Гадд трижды прокричал шакалом.
Мы ждали, сгрудившись у колодца, закрытого дощатой крышкой. Небо над нами темнело твердо а непроницаемо, как бронзовый потолок. Но вот в углу галереи мелькнул огонек лампады; в кружке ее света виднелась черная борода и темнел край галилейского бурнуса, закинутого на голову. Затем на лампадку сильно дунули, и огонь погас. В полной темноте человек шел к нам.
Гадд прервал тягостное молчание:
— Мир твоей душе, брат. Мы готовы.
Человек медленно поставил фонарь на крышку колодца и сказал:
— Все кончено.
Гадд, задрожав, воскликнул:
— Что с Учителем?
Тот подал знак не шуметь.

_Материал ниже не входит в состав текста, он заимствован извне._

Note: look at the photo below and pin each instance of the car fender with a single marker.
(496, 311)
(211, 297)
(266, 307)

Потом, осмотревшись настороженными и блестящими, как у хищного зверя, глазами, сказал:
— То, что произошло, превосходит наше понимание. Все было сделано, как должно. Усыпляющее питье приготовляла опытная женщина из Росмофина, хорошо знающая составы… Центурион — мой старый сослуживец, которому я спас жизнь в Германии, во время похода Публия. Когда мы подкатили камень к гробнице в саду Иосифа из Рамы, тело равви было теплым.

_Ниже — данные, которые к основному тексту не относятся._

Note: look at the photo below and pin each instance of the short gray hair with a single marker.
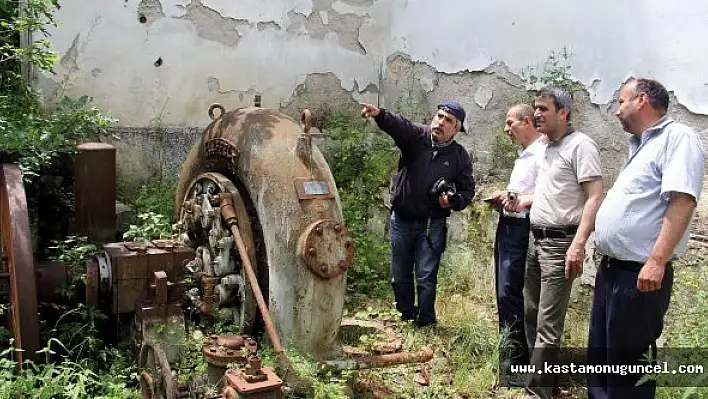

Он смолк; и, видимо опасаясь, что незащищенный навесом двор недостаточно укромное и надежное место, он потянул Гадда за плечо и, бесшумно ступая босыми ногами, отошел к самой стене под тень галереи. Мы обступили его в полной тишине, предчувствуя, что сейчас нам откроется высокая, чудесная тайна.

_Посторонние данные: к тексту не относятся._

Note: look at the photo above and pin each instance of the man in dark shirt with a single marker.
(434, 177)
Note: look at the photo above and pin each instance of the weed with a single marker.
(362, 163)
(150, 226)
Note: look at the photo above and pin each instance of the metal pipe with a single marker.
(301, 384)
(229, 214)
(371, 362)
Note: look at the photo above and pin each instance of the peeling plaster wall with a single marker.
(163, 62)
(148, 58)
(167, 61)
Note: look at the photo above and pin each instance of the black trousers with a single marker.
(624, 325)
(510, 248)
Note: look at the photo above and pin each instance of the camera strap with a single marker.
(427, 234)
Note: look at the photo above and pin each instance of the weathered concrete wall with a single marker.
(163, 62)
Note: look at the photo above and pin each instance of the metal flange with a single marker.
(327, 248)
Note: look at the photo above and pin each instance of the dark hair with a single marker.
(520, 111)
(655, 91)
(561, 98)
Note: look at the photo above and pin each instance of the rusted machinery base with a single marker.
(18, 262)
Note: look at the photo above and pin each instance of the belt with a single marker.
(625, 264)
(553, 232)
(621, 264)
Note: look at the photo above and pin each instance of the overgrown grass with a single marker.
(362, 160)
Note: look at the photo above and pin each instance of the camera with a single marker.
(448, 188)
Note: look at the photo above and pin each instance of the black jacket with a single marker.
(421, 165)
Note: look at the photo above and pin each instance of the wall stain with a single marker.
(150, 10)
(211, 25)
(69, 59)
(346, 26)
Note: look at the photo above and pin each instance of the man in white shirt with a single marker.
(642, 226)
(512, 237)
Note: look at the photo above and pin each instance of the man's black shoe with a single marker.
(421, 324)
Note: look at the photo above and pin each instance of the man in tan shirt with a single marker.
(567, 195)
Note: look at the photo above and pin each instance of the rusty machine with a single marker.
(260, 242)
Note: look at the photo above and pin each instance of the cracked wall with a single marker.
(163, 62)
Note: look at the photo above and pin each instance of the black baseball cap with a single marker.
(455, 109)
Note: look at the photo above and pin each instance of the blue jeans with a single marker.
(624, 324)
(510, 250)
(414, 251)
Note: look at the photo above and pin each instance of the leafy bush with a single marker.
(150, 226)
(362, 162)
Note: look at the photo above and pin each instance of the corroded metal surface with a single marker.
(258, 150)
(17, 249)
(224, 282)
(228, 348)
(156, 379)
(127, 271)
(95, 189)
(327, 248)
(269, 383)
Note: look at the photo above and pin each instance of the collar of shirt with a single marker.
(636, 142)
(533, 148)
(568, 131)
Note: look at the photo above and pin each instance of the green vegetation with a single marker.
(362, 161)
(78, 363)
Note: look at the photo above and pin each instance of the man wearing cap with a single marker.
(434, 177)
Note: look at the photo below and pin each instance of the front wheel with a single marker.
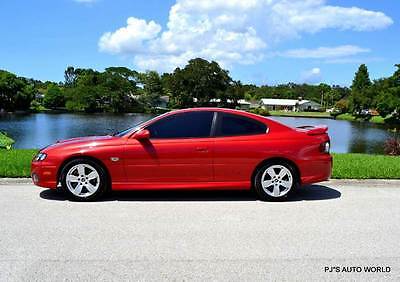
(275, 181)
(83, 180)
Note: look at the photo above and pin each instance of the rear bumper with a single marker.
(316, 169)
(44, 175)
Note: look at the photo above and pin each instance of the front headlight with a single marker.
(40, 157)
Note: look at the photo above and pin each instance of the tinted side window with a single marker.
(233, 125)
(185, 125)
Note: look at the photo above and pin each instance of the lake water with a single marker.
(39, 130)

— Когда стемнело, — продолжал человек, и голос его звучал глухо, как журчанье воды во мраке, — мы снова пришли ко гробу и посмотрели в щель: лик Учителя был по-прежнему спокоен и полон величия. Мы отвалили камень и вынесли завернутое в пелены тело; оно казалось прекрасным… У Иосифа был с собой фонарь. Мы бежали через лес во весь дух и доставили тело равви в Гареб. У источника нам встретился дозор вспомогательной когорты. Мы сказали: «Этот человек захворал: он из Иоппии, и мы несем его в тамошнюю синагогу». Солдаты ответили: «Проходите». В доме Иосифа с нами был Симеон-ессей: он долго жил в Александрии и понимает толк в травах. Все было наготове, даже баразовый корень… Мы уложили равви на циновку; мы влили ему в рот снадобье; мы звали его, мы ждали и молились… Увы! Тело его остывало под нашими пальцами!.. На мгновение он открыл глаза, с уст его слетело какое-то слово… Мы не разобрали, что он сказал! Кажется, призывал своего отца и сетовал, что покинут… Потом по телу прошла судорога, немного пены выступило в углах губ… И вот наш Учитель уронил голову на грудь Иосифа и умер!
Гадд, зарыдав, упал на колени. Все было кончено. Неизвестный направился к колодцу, чтобы взять фонарь. Топсиус удержал его и спросил с жадным любопытством:
— Постой! Мы должны знать все. Что вы сделали потом?